Current-value() statement and the latches

Posted by George Potemkin on 15-Apr-2016 03:14

In Progress V10.2B the CURRENT-VALUE(sequence) statement uses the following latches:
SEQ, BHT, LRU and BUF (twice)

In V11.6 the same statement additionally uses the TXQ latch (twice).

NEXT-VALUE() is not changed between the versions. It uses the latches:
MTX, BIB, 2*SEQ, 2*TXQ, BHT, LRU, 2*BUF

In other words in both versions it uses the same latches as CURRENT-VALUE() in V11.6 plus (as expected) MTX, BIB, SEQ.

Why there is a difference between versions regarding the CURRENT-VALUE() statement?
New behavior? Bug in V10.2B? Or in V11.6?

Just curios (as usually ;-)

George Potemkin

All Replies

Posted by Dapeng Wu on 15-Apr-2016 07:22

It’s a bug in 10.2B. The TXQ latch is required for CURRENT-VALUE() to establish proper latch orders inside the database.
Dapeng
 

Posted by George Potemkin on 15-Apr-2016 07:46

Thanks, Dapeng!

BTW, in the Sequence Readprobe tests under V11.6 it's turned out that the bottleneck is TXQ latch instead of BUF latch as I did expected. The number of their locks are, of course, the same. BUF latch had upto 250 naps/sec while TXQ latch only 100-150 naps/sec.BUF latch is an aggregator for the multiplexed latches but during the tests all sessions read the only block - the sequence block and it's not on LRU chain (the -lruskips will not help in this case). But a lock duration of the TXQ latch seems to be (a bit?) longer than of the BUF sub-latches (latObjLatchLock).
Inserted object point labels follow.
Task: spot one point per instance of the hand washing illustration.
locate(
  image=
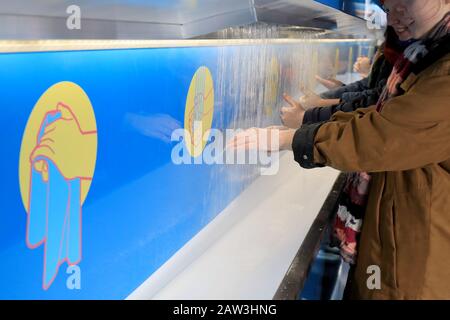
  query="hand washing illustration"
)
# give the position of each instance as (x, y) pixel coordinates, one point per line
(57, 165)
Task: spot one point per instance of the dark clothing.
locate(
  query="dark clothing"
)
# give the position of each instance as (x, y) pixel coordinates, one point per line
(359, 94)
Test environment: Old Solaris box
2 physical processors (sparcv9 1165 MHz), 112 virtual processors.
Memory size: 32544 Megabytes
Progress version: 11.6.1

Posted by George Potemkin on 17-Apr-2016 08:23

> In V11.6 the same statement additionally uses the TXQ latch (twice).

And it gives us an opportunity to test a contribution of TXQ latch to the performance.
Due to the TXQ latch each call of the current-value() function creates 7 latch locks in V11.6 compared to 5 latch locks in V10.2B: 40% (=2/5) more latch locks.
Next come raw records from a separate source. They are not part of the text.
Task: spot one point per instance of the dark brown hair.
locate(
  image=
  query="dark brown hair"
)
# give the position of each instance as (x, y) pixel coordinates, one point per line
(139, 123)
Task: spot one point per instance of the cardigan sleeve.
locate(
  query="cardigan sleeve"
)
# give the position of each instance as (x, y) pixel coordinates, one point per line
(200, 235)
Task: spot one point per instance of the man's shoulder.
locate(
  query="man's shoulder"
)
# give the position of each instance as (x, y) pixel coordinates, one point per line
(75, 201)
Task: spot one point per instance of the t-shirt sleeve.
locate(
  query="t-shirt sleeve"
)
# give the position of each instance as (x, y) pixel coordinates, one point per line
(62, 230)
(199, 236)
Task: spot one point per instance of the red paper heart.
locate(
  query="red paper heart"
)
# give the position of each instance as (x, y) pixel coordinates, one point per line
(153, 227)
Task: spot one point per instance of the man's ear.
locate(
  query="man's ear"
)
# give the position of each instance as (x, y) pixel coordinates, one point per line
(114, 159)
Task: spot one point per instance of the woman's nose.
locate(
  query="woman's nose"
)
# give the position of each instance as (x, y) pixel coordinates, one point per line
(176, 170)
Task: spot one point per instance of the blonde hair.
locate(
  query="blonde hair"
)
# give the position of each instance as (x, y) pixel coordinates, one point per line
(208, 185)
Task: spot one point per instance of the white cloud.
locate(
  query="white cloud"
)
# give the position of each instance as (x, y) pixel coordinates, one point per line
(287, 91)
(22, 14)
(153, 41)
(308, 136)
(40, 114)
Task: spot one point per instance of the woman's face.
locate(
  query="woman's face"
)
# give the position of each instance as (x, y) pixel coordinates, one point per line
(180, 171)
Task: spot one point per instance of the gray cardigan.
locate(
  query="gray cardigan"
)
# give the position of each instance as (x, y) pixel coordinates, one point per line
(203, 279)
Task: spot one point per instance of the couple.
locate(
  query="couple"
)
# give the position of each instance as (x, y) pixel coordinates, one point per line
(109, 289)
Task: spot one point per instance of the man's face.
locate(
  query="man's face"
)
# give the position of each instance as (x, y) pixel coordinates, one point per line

Comparing the results of the sequence readprobe tests:
V11.6 vs V10.2B
Users Increase of SEQ reads/sec
1 - 22.6%
11 - 38.1%
50 - 20.6%

11 users is the user count that provided the best result in the tests, IOW, when the most busy latch is almost 100% busy. In this case the change in performance closely matches the change of the latch locks.
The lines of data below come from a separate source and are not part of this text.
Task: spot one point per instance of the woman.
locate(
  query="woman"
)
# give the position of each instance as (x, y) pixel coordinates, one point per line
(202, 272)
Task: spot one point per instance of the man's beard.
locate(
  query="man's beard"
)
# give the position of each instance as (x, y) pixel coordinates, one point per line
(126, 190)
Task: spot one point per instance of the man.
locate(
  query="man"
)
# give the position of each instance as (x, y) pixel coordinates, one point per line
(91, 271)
Just for a record: the tests were run with the -spin 10,000 -lruskips 100.


The current-value() function also locks the LRU latch (though the sequence block is not on LRU chain).
LRU is just 1 of 7 (~14%) latch locks requested by the function in V11.6.
We can cut these locks by the -lruskips times.

11.6 lruskips: 0 vs 100
Users Increase of SEQ reads/sec
1 - 5.3%
11 - 6.9%
50 - 7.8%

Eliminating the LRU latch locks does increase the performance but the LRU is obviously is not the most busy latch in the sequence readprobe tests.

Also the SEQ reads for the best user count turned out to be 7-8 times higher than the reads generated when only one session was running. This number seems to be related mainly to the number of latches used during the tests.

11.6.1 spin.10000.skips.0

Users: 1, SEQ reads: 55,053
Users: 12, SEQ reads: 388,358, Increase by 7x, Latch timeouts: 7
Users: 50, SEQ reads: 365,103, Decrease by 6%, Latch timeouts: 837

11.6.1 spin.10000.skips.100

Users: 1, SEQ reads: 57,993
Users: 11, SEQ reads: 415,406, Increase by 7x, Latch timeouts: 0
Users: 50, SEQ reads: 393,656, Decrease by 6%, Latch timeouts: 745

10.2B08 spin.10000.skips.100

Users: 1, SEQ reads: 71,112
Users: 10, SEQ reads: 573,848, Increase by 8x, Latch timeouts: 0
Users: 50, SEQ reads: 474,686, Decrease by 21%, Latch timeouts: 803

All numbers are per second.

One more observation:
Next after the best user count seems to always course a lot of the naps for the most busy latch (a jump from 0 to 200-300 naps per sec). Probably it's because the -spin 10,000 is not the best value for those latches.

Conclusion: The latches are real! We can feel them! ;-)

This thread is closed